PowerScale : OneFS : SED external key manager ERROR after certificate renewal
Summary: When the certificate registered with an external key manager is allowed to expire, then the certificate is renewed, the nodes are no longer able to connect and shows "ERROR" in the status column. ...
Symptoms
This applies only to SED nodes that are connected to an external key manager per: https://infohub.delltechnologies.com/en-US/l/dell-powerscale-onefs-security-considerations/external-key-manager-10/
AND the nodes were previously connected and working as intended until the certificate was allowed to expire then was renewed (no other changes to the configuration).

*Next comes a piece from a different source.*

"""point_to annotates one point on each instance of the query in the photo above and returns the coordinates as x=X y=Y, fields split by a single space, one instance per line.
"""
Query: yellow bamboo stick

To verify what SSL cert the key manager is using:
isi keymanager kmip servers list
Grab the ID from the output
isi keymanager kmip servers view <ID>
From CLI on the node, run the following:
/usr/bin/isi_km_diag status
In the output, you are looking for the line that states keystore domain [SEDS] status = [9008, [ISI_KM_SERVER_UNREACHABLE]]
In your key manager error log, you may see failures where the PowerScale nodes are attempting to connect with the expired certificate.
From CLI on the nodes, you find messages similar to the the following in /var/log/isi_km_d.log
2024-02-15T17:12:06.599757+00:00 <3.3> isilon-5(id5) isi_km_d[2395]: [0x801da2000]key_mgr: Failed to connect to KMIP server!
2024-02-15T17:12:06.599812+00:00 <3.3> isilon-5(id5) isi_km_d[2395]: [0x801da2000]key_mgr: [SEDS] Failed to initialize provider! [9007, ISI_KM_KMIP_SERVER_UNREACHABLE]
To verify the issue is on all nodes in the cluster:
isi keymanager sed status
Cause
Resolution
Do not reboot nodes or restart the isi_km_d service.